On the basis of these objectively determined quanta, the relations that produce various ratios – rate of surplus value, rate of profit, annual rate of profit – also continue to be objectively determined, as Marx sets out in Capital III, even when the prices of commodities are based on prices of production rather than exchange value.

Moreover, although the rate of interest, and rent are now seen to be based not on some objectively determined metric, but as resulting from these subjective preferences that produce different levels of demand and supply, nor are these prices arbitrary either. They move between upper and lower bounds which are set by objective conditions. On the one hand, the fact that the owner of land or capital will not loan it for free, and on the other that the borrowers of capital or land will not pay such a high price for it that it wipes out their profit.

Moreover, Marx's theory of value itself involves a certain degree of subjectivity, which interacts with the objective determination of values. For example, the measurement of value is determined by the quantity of abstract labour. With the development of a money commodity as the general commodity, then, as Marx sets out in Capital I, the labour involved in the production of this money-commodity similarly becomes the representative of general or abstract labour. But, labour is always expended as concrete labour, and any amount of expended concrete labour may represent more or less abstract labour. In other words, as Marx describes it, some particular concrete labour may represent complex, rather than simple, labour, and thereby create a greater mass of value in a given time.

The concrete labour of a tailor, for example, may represent twice as much abstract labour as that of a machine minder. But, as Marx points out, the determination of this multiple of complex to simple labour is not objectively determinable a priori. Whether an hour of labour by a tailor produces 2,3,4 or more times as much value as an hour of labour by a machine minder is only determined a posteriori, in the market, by the consumers of their products, and that is a subjective assessment by those consumers. 
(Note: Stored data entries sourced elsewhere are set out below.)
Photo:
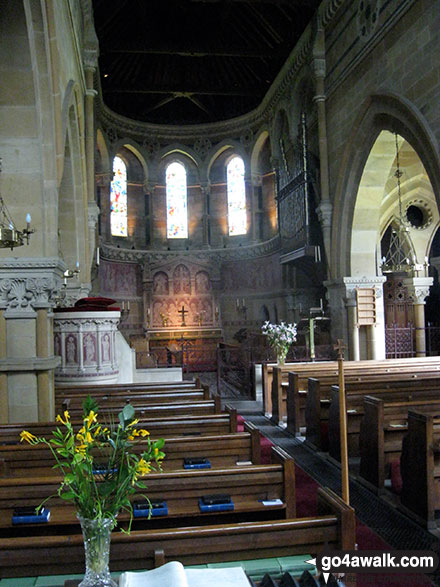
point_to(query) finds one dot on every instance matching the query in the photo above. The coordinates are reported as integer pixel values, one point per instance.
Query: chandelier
(397, 258)
(10, 236)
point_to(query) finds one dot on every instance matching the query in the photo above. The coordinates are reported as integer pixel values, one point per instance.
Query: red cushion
(240, 423)
(396, 479)
(95, 302)
(266, 447)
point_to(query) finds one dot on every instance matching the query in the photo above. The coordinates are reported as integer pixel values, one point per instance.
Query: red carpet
(306, 504)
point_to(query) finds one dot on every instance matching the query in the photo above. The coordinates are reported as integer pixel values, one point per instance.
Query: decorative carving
(324, 211)
(418, 288)
(151, 145)
(86, 343)
(93, 213)
(367, 17)
(181, 280)
(27, 293)
(202, 146)
(247, 137)
(112, 135)
(202, 282)
(160, 283)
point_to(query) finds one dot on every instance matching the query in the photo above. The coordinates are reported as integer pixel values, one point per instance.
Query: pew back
(333, 527)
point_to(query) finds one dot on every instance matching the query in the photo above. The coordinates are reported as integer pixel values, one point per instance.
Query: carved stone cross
(340, 347)
(183, 312)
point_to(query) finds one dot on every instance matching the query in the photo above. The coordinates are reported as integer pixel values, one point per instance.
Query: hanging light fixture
(397, 258)
(10, 236)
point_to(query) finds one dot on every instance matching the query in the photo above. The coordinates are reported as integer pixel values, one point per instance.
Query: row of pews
(263, 523)
(393, 421)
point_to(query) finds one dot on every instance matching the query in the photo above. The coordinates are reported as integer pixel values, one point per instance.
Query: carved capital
(319, 67)
(418, 288)
(92, 214)
(324, 211)
(29, 284)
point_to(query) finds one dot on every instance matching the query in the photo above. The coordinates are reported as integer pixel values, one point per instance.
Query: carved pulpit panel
(181, 280)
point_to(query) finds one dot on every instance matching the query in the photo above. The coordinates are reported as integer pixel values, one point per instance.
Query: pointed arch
(379, 112)
(237, 216)
(176, 200)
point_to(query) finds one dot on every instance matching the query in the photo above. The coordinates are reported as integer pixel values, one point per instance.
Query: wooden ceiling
(193, 61)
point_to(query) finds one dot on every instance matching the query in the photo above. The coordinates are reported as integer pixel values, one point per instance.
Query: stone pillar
(365, 342)
(418, 291)
(256, 184)
(28, 288)
(4, 402)
(353, 330)
(206, 193)
(324, 209)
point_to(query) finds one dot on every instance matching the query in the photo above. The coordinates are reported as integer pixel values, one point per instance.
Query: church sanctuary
(219, 293)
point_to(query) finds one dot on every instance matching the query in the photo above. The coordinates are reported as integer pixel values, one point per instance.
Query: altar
(193, 348)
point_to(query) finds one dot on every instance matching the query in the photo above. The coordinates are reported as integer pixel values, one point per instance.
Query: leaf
(127, 414)
(67, 495)
(159, 443)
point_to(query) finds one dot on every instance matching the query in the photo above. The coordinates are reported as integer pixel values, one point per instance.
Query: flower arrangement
(280, 337)
(100, 470)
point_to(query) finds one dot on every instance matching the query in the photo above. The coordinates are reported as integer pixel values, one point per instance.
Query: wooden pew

Similarly, as Marx sets out in Theories of Surplus Value Part 3, supply is a function of value, whereas demand is a function of use value.

"The same value can be embodied in very different quantities [of commodities]. But the use-value—consumption—depends not on value, but on the quantity. It is quite unintelligible why I should buy six knives because I can get them for the same price that I previously paid for one.” 

And use value is a matter of subjective preference. The level of demand for any particular commodity, is a result of the sum of these subjective preferences at a particular price. Indeed, the level of aggregate demand itself is the result of the summation of such preferences, for all commodities, as against the preference for the general commodity money.

“At a given moment, the supply of all commodities can be greater than the demand for all commodities, since the demand for the general commodity, money, exchange-value, is greater than the demand for all particular commodities, in other words the motive to turn the commodity into money, to realise its exchange-value, prevails over the motive to transform the commodity again into use-value.” (TOSV2 p 505)

That does not change the objective determination of the value of the commodity, but the level of demand for any commodity does, in turn, affect the conditions under which the commodity itself is produced, and consequently the labour-time required for its production. If the demand for motor cars amounts to just a few hundred vehicles per year, there is no point advancing billions of pounds of capital to mass produce cars, which could not then be sold. Cars may be instead hand-built, or produced on small-scale assembly lines, and the cost of production, per car, will be relatively high. But, if the demand for cars extends into the millions per year, it becomes possible to produce on a mammoth scale, to utilise large-scale factories, industrial robots and so on, so that the labour-time required for production drops massively, causing the value of a car to fall, which, in turn, then leads to increased levels of demand, though as Marx states above, not necessarily a proportional increase of demand compared to the fall in price.